Nombreuses aussi sont les communautés de femmes dans la ville du moyen âge; leur nombre ne diminuera pas, au contraire, dans les siècles qui suivront. Extra muros, dans le faubourg qui naît en avant de la Bastille Saint-Antoine, il y a l’abbaye de Saint-Antoine des Champs, fondée au XIIᵉ siècle et qui commença par être un couvent de repenties recevant les folles femmes désireuses de revenir à meilleure vie. Ces filles repenties de Saint-Antoine pour comble de pénitence faisaient des pèlerinages par la ville pieds nus et en chemise de grosse toile semblable à des sacs, ce qui sur leur passage, excitait plus de rires et de quolibets que d’édification parmi les curieux ameutés.

De cette abbaye de Saint-Antoine l’église, fort belle, fut élevée par Blanche de Castille en mémoire de la naissance de saint Louis, son fils. Tout proche se trouve une chapelle dédiée à saint Hubert et une maladrerie appelée le Répit de Saint-Hubert, hôpital où les malheureux mordus par les chiens enragés viennent se recommander au patron des chasseurs.

L’abbaye, isolée par sa situation dans la campagne sur le chemin qui mène à Vincennes, est entourée d’une muraille et d’un fossé; à l’un des angles de l’enclos, une croix a été élevée, appelée la Croix des Trahisons. Une inscription dit la raison de ce nom:

L’an MCCCCLXV
fut ici tenu le landit des Trahisons
et fut par une trèves
qui furent données
Maudit soit-il qui en fut cause.

Ce landit des trahisons, c’est-à-dire suivant le sens du vieux mot landit, la réunion des trahisons, c’était le marché aux négociations au moment de la ligue du bien public, après la singulière bataille de Montlhéry où les deux armées se mirent mutuellement en déroute et se passèrent sur le corps pour battre en retraite. Princes et seigneurs venaient parlementer à Saint-Antoine, marchandaient de la paix avec le roi Louis XI qui tenait Paris et cherchaient à tirer chacun quelque bribe de la monarchie, quelque bon duché ou comté, quelques villes, quelque charge ou pour le moins quelque argent; tous, suivant la qualité et la force du traitant «butinant le monarque et le mettant au pillage», comme dit Commines. Louis XI donna, assura, jura tout ce que l’on voulut, se promettant bien de tout reprendre ou de ne rien tenir. Et ce fut l’année où, suivant une chronique, la vigne ne donna pas, parce que les sarments (serments) n’avaient rien valu.

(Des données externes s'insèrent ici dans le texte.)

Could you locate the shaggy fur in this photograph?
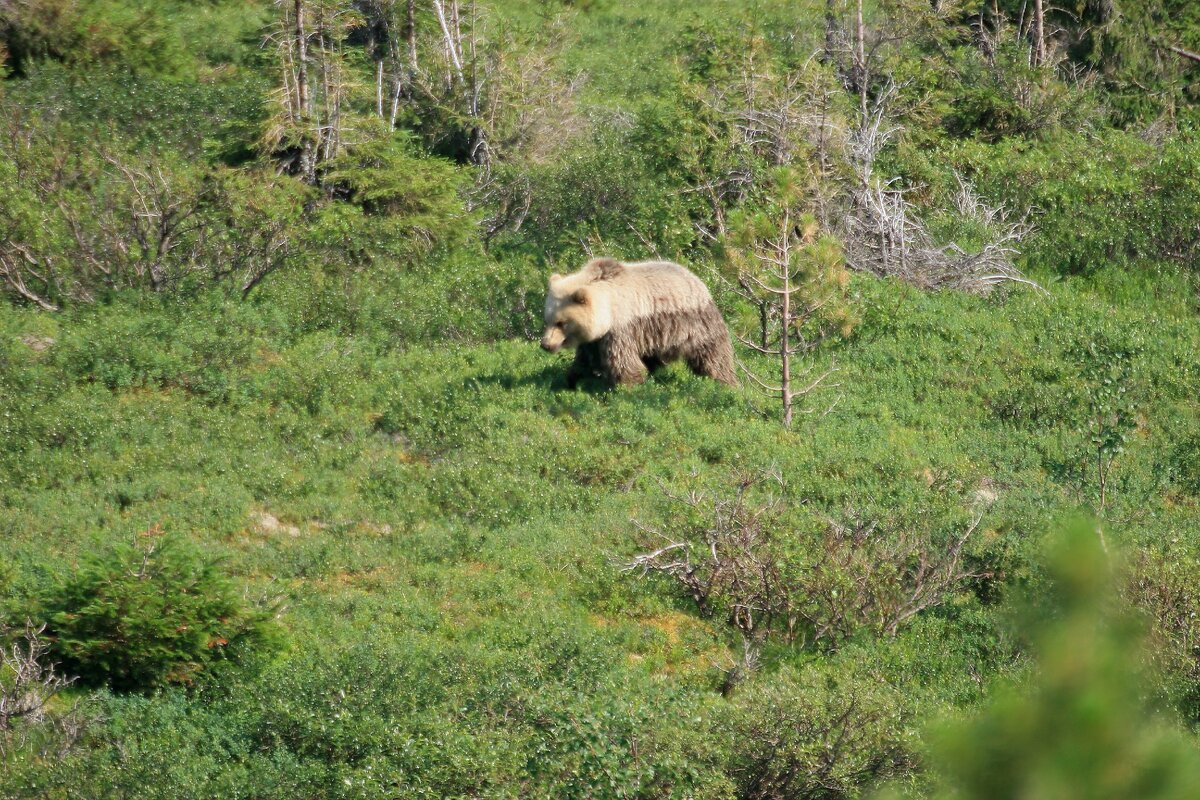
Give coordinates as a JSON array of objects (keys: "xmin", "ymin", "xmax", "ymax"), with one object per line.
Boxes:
[{"xmin": 541, "ymin": 258, "xmax": 737, "ymax": 387}]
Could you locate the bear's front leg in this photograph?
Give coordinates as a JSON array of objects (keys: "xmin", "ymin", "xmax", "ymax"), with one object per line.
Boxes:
[
  {"xmin": 602, "ymin": 333, "xmax": 646, "ymax": 386},
  {"xmin": 566, "ymin": 342, "xmax": 600, "ymax": 389}
]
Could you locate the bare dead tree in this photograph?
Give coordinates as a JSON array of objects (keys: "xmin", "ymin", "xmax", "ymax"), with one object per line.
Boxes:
[
  {"xmin": 1030, "ymin": 0, "xmax": 1046, "ymax": 67},
  {"xmin": 624, "ymin": 473, "xmax": 792, "ymax": 693},
  {"xmin": 844, "ymin": 84, "xmax": 1040, "ymax": 293},
  {"xmin": 0, "ymin": 622, "xmax": 74, "ymax": 745},
  {"xmin": 0, "ymin": 236, "xmax": 62, "ymax": 311},
  {"xmin": 624, "ymin": 473, "xmax": 990, "ymax": 688},
  {"xmin": 270, "ymin": 0, "xmax": 364, "ymax": 184},
  {"xmin": 726, "ymin": 173, "xmax": 845, "ymax": 427}
]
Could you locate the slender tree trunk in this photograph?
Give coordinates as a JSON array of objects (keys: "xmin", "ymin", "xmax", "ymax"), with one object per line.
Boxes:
[
  {"xmin": 1033, "ymin": 0, "xmax": 1046, "ymax": 67},
  {"xmin": 779, "ymin": 209, "xmax": 792, "ymax": 428},
  {"xmin": 404, "ymin": 0, "xmax": 416, "ymax": 76},
  {"xmin": 821, "ymin": 0, "xmax": 838, "ymax": 64},
  {"xmin": 295, "ymin": 0, "xmax": 310, "ymax": 118},
  {"xmin": 295, "ymin": 0, "xmax": 317, "ymax": 182},
  {"xmin": 854, "ymin": 0, "xmax": 866, "ymax": 119}
]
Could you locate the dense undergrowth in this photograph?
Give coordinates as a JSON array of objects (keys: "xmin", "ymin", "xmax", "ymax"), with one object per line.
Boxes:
[{"xmin": 0, "ymin": 0, "xmax": 1200, "ymax": 800}]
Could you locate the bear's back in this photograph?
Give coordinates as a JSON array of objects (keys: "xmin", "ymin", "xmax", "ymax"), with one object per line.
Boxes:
[{"xmin": 601, "ymin": 261, "xmax": 713, "ymax": 326}]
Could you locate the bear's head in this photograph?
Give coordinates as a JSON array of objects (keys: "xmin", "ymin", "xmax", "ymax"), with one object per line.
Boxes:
[{"xmin": 541, "ymin": 259, "xmax": 620, "ymax": 353}]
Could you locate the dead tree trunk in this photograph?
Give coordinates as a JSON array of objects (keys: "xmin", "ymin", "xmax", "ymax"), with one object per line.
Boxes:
[{"xmin": 1032, "ymin": 0, "xmax": 1046, "ymax": 67}]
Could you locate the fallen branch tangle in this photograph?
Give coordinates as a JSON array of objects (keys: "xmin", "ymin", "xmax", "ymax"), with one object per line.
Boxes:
[{"xmin": 624, "ymin": 473, "xmax": 989, "ymax": 690}]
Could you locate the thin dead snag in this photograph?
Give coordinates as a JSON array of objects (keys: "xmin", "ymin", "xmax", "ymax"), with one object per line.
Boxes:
[
  {"xmin": 270, "ymin": 0, "xmax": 364, "ymax": 184},
  {"xmin": 624, "ymin": 473, "xmax": 990, "ymax": 690},
  {"xmin": 844, "ymin": 84, "xmax": 1040, "ymax": 293},
  {"xmin": 0, "ymin": 622, "xmax": 74, "ymax": 745}
]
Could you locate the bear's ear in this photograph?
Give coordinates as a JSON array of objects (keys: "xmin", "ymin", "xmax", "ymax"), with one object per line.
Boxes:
[{"xmin": 588, "ymin": 258, "xmax": 625, "ymax": 281}]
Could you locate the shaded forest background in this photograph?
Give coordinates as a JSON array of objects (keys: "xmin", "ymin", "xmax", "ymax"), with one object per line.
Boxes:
[{"xmin": 0, "ymin": 0, "xmax": 1200, "ymax": 799}]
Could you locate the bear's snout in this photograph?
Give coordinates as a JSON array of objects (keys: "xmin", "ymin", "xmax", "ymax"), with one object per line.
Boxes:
[{"xmin": 541, "ymin": 327, "xmax": 566, "ymax": 353}]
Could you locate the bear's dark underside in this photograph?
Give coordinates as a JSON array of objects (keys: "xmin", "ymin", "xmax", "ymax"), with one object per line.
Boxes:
[{"xmin": 566, "ymin": 302, "xmax": 737, "ymax": 389}]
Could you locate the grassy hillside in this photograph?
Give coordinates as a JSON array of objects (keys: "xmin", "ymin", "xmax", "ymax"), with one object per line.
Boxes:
[{"xmin": 0, "ymin": 0, "xmax": 1200, "ymax": 799}]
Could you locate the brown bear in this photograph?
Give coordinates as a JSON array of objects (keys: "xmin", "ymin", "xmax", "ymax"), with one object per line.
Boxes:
[{"xmin": 541, "ymin": 258, "xmax": 737, "ymax": 389}]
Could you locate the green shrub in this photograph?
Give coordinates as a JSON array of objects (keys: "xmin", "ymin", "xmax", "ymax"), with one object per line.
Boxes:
[{"xmin": 44, "ymin": 529, "xmax": 268, "ymax": 691}]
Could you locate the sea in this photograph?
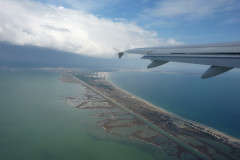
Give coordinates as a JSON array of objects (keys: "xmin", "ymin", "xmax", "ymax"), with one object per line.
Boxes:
[
  {"xmin": 108, "ymin": 69, "xmax": 240, "ymax": 138},
  {"xmin": 0, "ymin": 70, "xmax": 158, "ymax": 160}
]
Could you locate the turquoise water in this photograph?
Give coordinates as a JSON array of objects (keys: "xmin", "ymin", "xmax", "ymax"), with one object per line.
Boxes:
[
  {"xmin": 0, "ymin": 71, "xmax": 157, "ymax": 160},
  {"xmin": 109, "ymin": 71, "xmax": 240, "ymax": 138}
]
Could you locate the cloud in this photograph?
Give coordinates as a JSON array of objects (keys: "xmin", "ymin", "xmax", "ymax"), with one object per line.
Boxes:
[
  {"xmin": 145, "ymin": 0, "xmax": 240, "ymax": 19},
  {"xmin": 0, "ymin": 0, "xmax": 182, "ymax": 57}
]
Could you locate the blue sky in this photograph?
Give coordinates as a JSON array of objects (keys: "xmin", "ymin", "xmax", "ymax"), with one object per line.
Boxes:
[
  {"xmin": 37, "ymin": 0, "xmax": 240, "ymax": 43},
  {"xmin": 0, "ymin": 0, "xmax": 240, "ymax": 57}
]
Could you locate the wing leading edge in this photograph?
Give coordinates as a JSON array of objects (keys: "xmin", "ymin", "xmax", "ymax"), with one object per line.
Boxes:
[{"xmin": 118, "ymin": 42, "xmax": 240, "ymax": 79}]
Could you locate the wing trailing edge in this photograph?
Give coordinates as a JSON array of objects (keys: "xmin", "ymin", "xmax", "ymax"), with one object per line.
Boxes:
[{"xmin": 118, "ymin": 42, "xmax": 240, "ymax": 79}]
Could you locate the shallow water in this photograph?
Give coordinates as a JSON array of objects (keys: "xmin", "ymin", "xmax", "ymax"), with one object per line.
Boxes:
[
  {"xmin": 109, "ymin": 71, "xmax": 240, "ymax": 138},
  {"xmin": 0, "ymin": 71, "xmax": 158, "ymax": 160}
]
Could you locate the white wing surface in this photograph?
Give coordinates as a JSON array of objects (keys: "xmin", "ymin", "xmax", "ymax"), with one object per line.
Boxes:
[{"xmin": 118, "ymin": 42, "xmax": 240, "ymax": 79}]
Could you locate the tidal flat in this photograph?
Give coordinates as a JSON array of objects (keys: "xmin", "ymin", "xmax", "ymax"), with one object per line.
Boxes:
[
  {"xmin": 0, "ymin": 70, "xmax": 159, "ymax": 160},
  {"xmin": 71, "ymin": 73, "xmax": 239, "ymax": 159}
]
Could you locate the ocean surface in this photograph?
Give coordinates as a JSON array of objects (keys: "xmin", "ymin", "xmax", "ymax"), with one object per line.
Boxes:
[
  {"xmin": 0, "ymin": 71, "xmax": 155, "ymax": 160},
  {"xmin": 109, "ymin": 70, "xmax": 240, "ymax": 138}
]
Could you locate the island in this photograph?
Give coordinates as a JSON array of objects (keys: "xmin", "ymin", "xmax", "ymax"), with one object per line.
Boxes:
[{"xmin": 61, "ymin": 71, "xmax": 240, "ymax": 160}]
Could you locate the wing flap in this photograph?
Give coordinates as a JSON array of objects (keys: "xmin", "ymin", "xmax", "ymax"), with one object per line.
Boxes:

La rue Saint-Denis possède le grand couvent des Filles-Dieu, fondation de saint Louis. L’origine de plusieurs couvents de femmes de ces temps est la même. Pauvreté, alors comme en bien d’autres siècles, jetait beaucoup de filles ou femmes des grandes villes en «péché de luxure».

Par moments le mal devenait si grand que l’on cherchait par tous les moyens à l’atténuer; des ordonnances de la Prévôté parquaient les femmes folles de leurs corps en certaines rues, en certains quartiers, et leur interdisait le reste de la ville sous peines sévères, mais la barrière était bientôt franchie, ces rues et ces quartiers spéciaux débordaient bientôt sur leur voisinage et tout se retrouvait comme devant.